Just so you know, I’m not claiming that. I’m willing to concede the possibility that some percentage of people with fibromyalgia have are “really” ill (whatever that means).

But to answer your question, it would appear that there is no independent way to test for fibromyalgia. So it’s fertile ground for crazy people and liars.

I don’t know. For purposes of discussion, how would you prefer that I refer to this group of people?

This I find very interesting. When I’m suffering from a severe lack of sleep (while traveling, for instance) my skin becomes hot and painful. No idea if this has anything to do with anything.

I’d love to see the source(s) for this claim, as to my knowledge (speaking as a pathologist) there are zero findings at autopsy that would support a diagnosis of fibromyalgia.

As long there is no defined mechanism for fibromyalgia and no reproducible changes that can be tested for, the concept of fibromyalgia as a disease will remain a debatable proposition.

Which is not to say that people diagnosed with it or who think they have it are not in pain and needing therapy - which also applies to those with “multiple chemical sensitivity”, “Morgellons disease” or other dubious diagnoses.

Increasingly, I’m starting to think that many of these patients are being done a disservice by attempts to treat them through “mainstream” means - i.e. with large batteries of tests (which eventually through sheer chance are liable to find some “abnormality” which must be addressed) or pharmaceuticals (such as Lyrica, which comes with a significant number of potentially serious side effects, or antiparasite drugs, which those with Morgellons/delusional parasitosis often clamor for). If a defined physical/mental disorder cannot be established, better for them to use cheap and relatively safe alternative medical therapies, which at least might help them feel better for a time (until the treatments stop working, at which time they could go for another such remedy).

I have no trouble believing what you say. I just don’t know which diagnoses are dubious.

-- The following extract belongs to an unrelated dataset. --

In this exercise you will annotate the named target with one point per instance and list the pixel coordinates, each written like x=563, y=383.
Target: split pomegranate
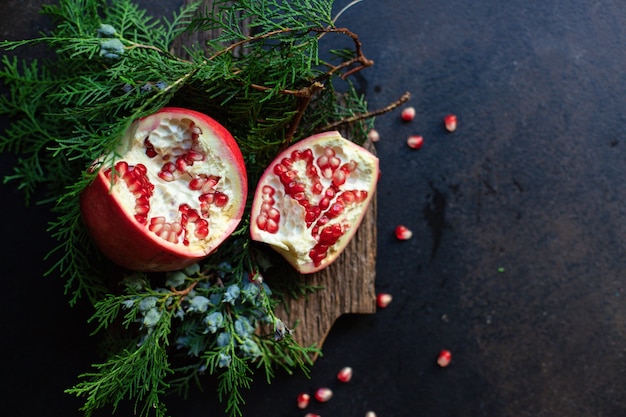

Twenty years ago, before I retired from teaching, I had a probem at night with getting my left leg in a comfortable position for sleep. I went to sleep usually on my right side, but on most nights for a period of many months, I kept turning it one way and then another (from a bent position at the knee) to try to get it comfortable. I would have to move it about every fifteen or twenty seconds until I would finally drift off to sleep.

After I quit teaching and began taking medication for depression and anxiety, the problem stopped. It was probably five years at least before I heard of “restless leg syndrome” and still longer before I heard it associated with depression. I never thought of mentioning it to my doctor at the time that I was having a problem. I don’t see my doctor very often.

I know that “restless leg syndrome” just sounds too hokey not to make the list of dubious diagnoses for at least the average layman. How are we to know when we are being manipulated by ads?

Also, doctors may diagnose “anxiety” too easily – especially in women. But true anxiety is very distructive in a human being and should be taken seriously.

Well that was my point, really. I’ve never seen anyone write diabetes “sufferer” or epilepsy “sufferer”, so why fibromyalgia “sufferer”? In the other thread, one poster flags use of the term “suffers from fibromyaglia” as a red flag. Why can’t people with fibromyalgia be fibromyalgia sufferers, rather than fibromyaglia “sufferers”?

On a related note, out of pure curiosity: Do people with migraines (or, if you prefer, migraine “sufferers”) get treated with the same sort of scepticism and suspicion?

In certain settings yes. Things like migraines are perfect cover for people just looking to score pain drugs because diagnosis relies more on the patient’s description of symptoms rather than objective physical findings. I’ve people that have absolutely no doubt were having a migraine - obviously in pain, wincing away from light, etc. I’ve also seen people who were snoozing comfortably in the exam room until I woke them up who then proceed to tell me that they’re having 10 out of 10 pain. But migraine has a long established history as an illness so you don’t get docs doubting that migraines even exist.